Neler olup bittiğini daha iyi anlayabilmek adına 56. Venedik Bienali’ni yerinde görmeye karar verdik. Ulusal katılımların sağlandığı 90’dan fazla Pavyon, ana mekânlarda yapılan karma sergile ve yan etkinlikler derken Venedik^te üç gün sağı, solum sanattan ibaretti. Her birini dergiye taşımak pek tabii delilik olurdu ve elbette cesaret isterdi. Sayfalardaki pavyon, sanatçı ve işlerin nedenlerini soracak olursanız hepsi bienalin ana teması hakkında bir şeyler söylüyor, ancak biraz da kişiseller.
Ocak ayından bu yana heyecan içerisinde Venedik’e gitmeyi bekliyordum. Sarsıntılı bir yolculuk sonrası “vaporetto”dan inip San Marco meydanına ulaştığımda içimdeki memnuniyet dolu rahatlamanın tarifini yapamam sanırım. Tabii “rahatlama” diyorum ama gerginliğim devam ediyor. Venedik’te sadece üç gün kalacağım. Sergiler iki farklı alana yayılmış durumda. Ne var ki çeşitli ülkelerin pavyonları ana mekânların dışında. Bir de hazır buraya kadar gelmişken The Peggy Guggenheim Collection’daki “Pollock” ve Fondazione Prada’daki “Portable Classic” sergilerini görmeyi hedefliyorum. Ertesi gün sabah saat 9.55’te Arsenale’de kırmızı duvarlardan oluşan ve dekorasyonu pek de Venedik’i andırmayan bilet satış ofisindeydim. Ve maceram start aldı…
ARSENALE ANA SERGİ
Eski bir tersane olan Arsenale, 29 ülkenin pavyonuna ek olarak “All The World’s Futures” sergisinin bir kısmına da ev sahipliği yapıyor. Sergi alanına girdiğinizde kendinizi bienal’den çok bir sanat fuarındaymış gibi hissediyorsunuz. Bienal başlığı kabaca “Herkesin Geleceği” olarak dilimize çevrilebilir. Ancak gezdiğim ana serginin temasının pek de gelecekle alakası olduğu söylenemez. Gelecekten çok tarih ve politikanın ön planda olduğunu söylemeliyim. Zaten sergilerin ve bienal’in küratörü Okwui Enwezor’un sürekli dile getirdiği Karl Marx etkisini burada görmek mümkün. Sergi alanı bir koridoru andırıyor. Ana sergiden geçerken karşımıza çıkan işler arasında Kutluğ Ataman’ın “Sakıp Sabancı” adlı çalışması da yer alıyordu. Bunun dışında Adrian Piper, Steve McQueen, Kay Hassan, Carsten Höller ve Jason Moran gibi isimlerin işleri de yer alıyor.
TÜRKİYE
Neon, ayna, vitray ve müzik. Materyal kullanımı açısından Türkiye pavyonu hayli zengindi. İKSV’nin ve 21 destekçinin girişimiyle hazırlanan alanın küratörlüğü Defne Ayas’a ait. Birçok pavyonda olduğu gibi Türkiye’yi de tek bir isim temsil etti: Sarkis.
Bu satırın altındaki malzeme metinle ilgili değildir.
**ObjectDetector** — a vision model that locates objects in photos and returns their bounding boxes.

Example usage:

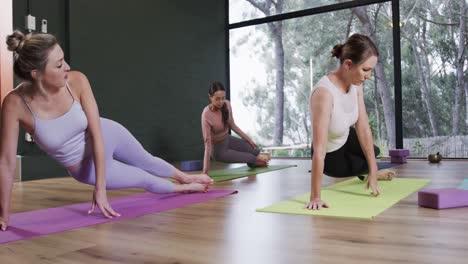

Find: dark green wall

[70,0,227,161]
[14,0,227,179]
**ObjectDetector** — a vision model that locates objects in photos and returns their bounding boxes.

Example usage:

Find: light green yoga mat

[208,165,297,182]
[257,178,431,219]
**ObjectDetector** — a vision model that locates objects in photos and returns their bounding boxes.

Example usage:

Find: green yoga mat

[208,165,297,182]
[257,178,431,219]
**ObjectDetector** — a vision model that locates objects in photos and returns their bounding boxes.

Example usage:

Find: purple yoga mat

[0,190,237,244]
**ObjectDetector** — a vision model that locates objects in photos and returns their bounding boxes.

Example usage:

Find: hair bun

[6,30,26,52]
[331,44,344,59]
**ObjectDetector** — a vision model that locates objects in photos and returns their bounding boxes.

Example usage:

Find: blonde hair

[6,30,58,81]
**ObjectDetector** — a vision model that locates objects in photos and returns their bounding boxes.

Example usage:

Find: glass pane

[229,0,352,24]
[229,4,395,157]
[400,0,468,158]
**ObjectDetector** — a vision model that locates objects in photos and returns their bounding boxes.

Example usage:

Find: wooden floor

[0,160,468,264]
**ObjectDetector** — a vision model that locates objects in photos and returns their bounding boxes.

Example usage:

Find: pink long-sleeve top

[201,100,243,170]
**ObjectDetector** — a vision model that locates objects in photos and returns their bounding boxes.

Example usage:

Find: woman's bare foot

[257,152,271,163]
[255,157,268,167]
[377,169,397,181]
[174,183,210,193]
[174,172,213,185]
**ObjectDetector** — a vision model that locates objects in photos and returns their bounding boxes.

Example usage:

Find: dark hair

[208,82,229,126]
[6,30,58,81]
[331,34,379,64]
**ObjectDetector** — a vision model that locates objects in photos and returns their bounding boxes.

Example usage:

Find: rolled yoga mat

[208,165,297,182]
[257,178,431,219]
[0,190,237,244]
1915 Olayları’nın 100. senesinde Sarkis’in seçilmesi birçoklarının garibine gitmişti. Sarkis’in İstanbul Modern’de de bizi karşılayan “Gökkuşak” adlı çalışmasına Hrant Dink’in, “Kırmızılı Kadın”ın vitrayları ve Jacopo Baboni- Schilingi’nin 45 dakikalık kompozisyonu eşlik etti. Neon ışıklarının fütüristik havasına rağmen Türk pavyonu müziğin ruhani yapısıyla maneviyatı yüksek ve huzur dolu bir yerdi.